Краска на щеках девушки стала еще ярче, и губы ее задрожали.

— Значит, находиться в этих стенах позор для невинного человека? — спросила она, по-прежнему не подымая глаз. — Я уже давно подозревала это, но никто еще ни разу не говорил так в моем присутствии.

— Да простит меня дева Мария! Если я хоть словом тебя обидела, то поверь, сделано это было невольно!

— Мы бедны, синьора, а нужда заставляет делать то, что, быть может, противоречит нашим желаниям. Я понимаю ваши опасения и сделаю все, чтобы никто не знал о вашем присутствии. И все же нет большого греха в том, что вы зашли сюда!

Джельсомина ушла, а беглянки, оставшись наедине, долго еще удивлялись тому, что встретили чуткость и деликатность там, где этого, казалось бы, менее всего можно было ожидать.

— Вот уж не думала найти такую тонкость души в тюремных стенах! — воскликнула Виолетта.

— Во дворцах ведь тоже много несправедливости и произвола, и не надо лишь понаслышке осуждать все, что делается здесь. Но, по правде говоря, эта девушка — приятное исключение, и мы должны быть благодарны святому Теодору, что встретили ее на нашем пути.

— Можно ли полнее выразить свою благодарность, чем довериться ей?

Донна Флоринда была старше своей воспитанницы и менее склонна доверять внешности человека, но живой ум и высокое происхождение Виолетты давали ей преимущества, перед которыми не всегда могла устоять донна Флоринда. Джельсомина вскоре вернулась, и женщины еще не успели ничего решить.
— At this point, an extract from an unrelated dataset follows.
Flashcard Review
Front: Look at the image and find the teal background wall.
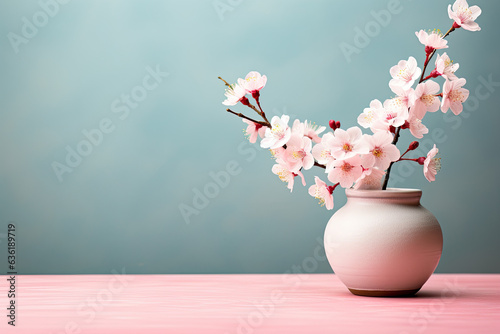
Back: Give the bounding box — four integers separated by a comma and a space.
0, 0, 500, 274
— У тебя есть отец, Джельсомина? — сказала Виолетта, взяв руку девушки.

— Да благословенна будет пресвятая дева Мария, я не лишена такого счастья!

— Да, это счастье, потому что никакая корысть и честолюбие не вынудит отца продать свое дитя. А твоя мать жива?

— Она давно не встает с постели, синьора. Я знаю, нам не следует здесь жить, но вряд ли мы найдем место, где матери было бы спокойней, чем тут, в тюрьме.

— Даже здесь, Джельсомина, ты счастливее меня. У меня нет ни отца, ни матери и даже нет друзей.

— И это говорит синьора из рода Тьеполо?

— В этом грешном мире не все обстоит так, как кажется с первого взгляда, милая Джельсомина. И нам на долю выпало немало страданий, хотя в нашем роду было много дожей. Ты, вероятно, слышала, что от дома Тьеполо осталась всего лишь одинокая юная, как ты, девушка, которую отдали под опеку сената?

— В Венеции не часто говорят о подобных вещах, синьора, к тому же я очень редко выхожу на улицу. Но все же я слыхала о красоте и богатстве донны Виолетты. Надеюсь, что она действительно богата, а ее красоту я вижу теперь сама, Виолетта покраснела от смущения и удовольствия.

— Те, кто говорит так, слишком добры к сироте, — сказала она, — хотя мое роковое богатство они оценили правильно. Ведь ты, наверно, знаешь, что сенат берет на себя заботу обо всех осиротевших девушках из знатных семей.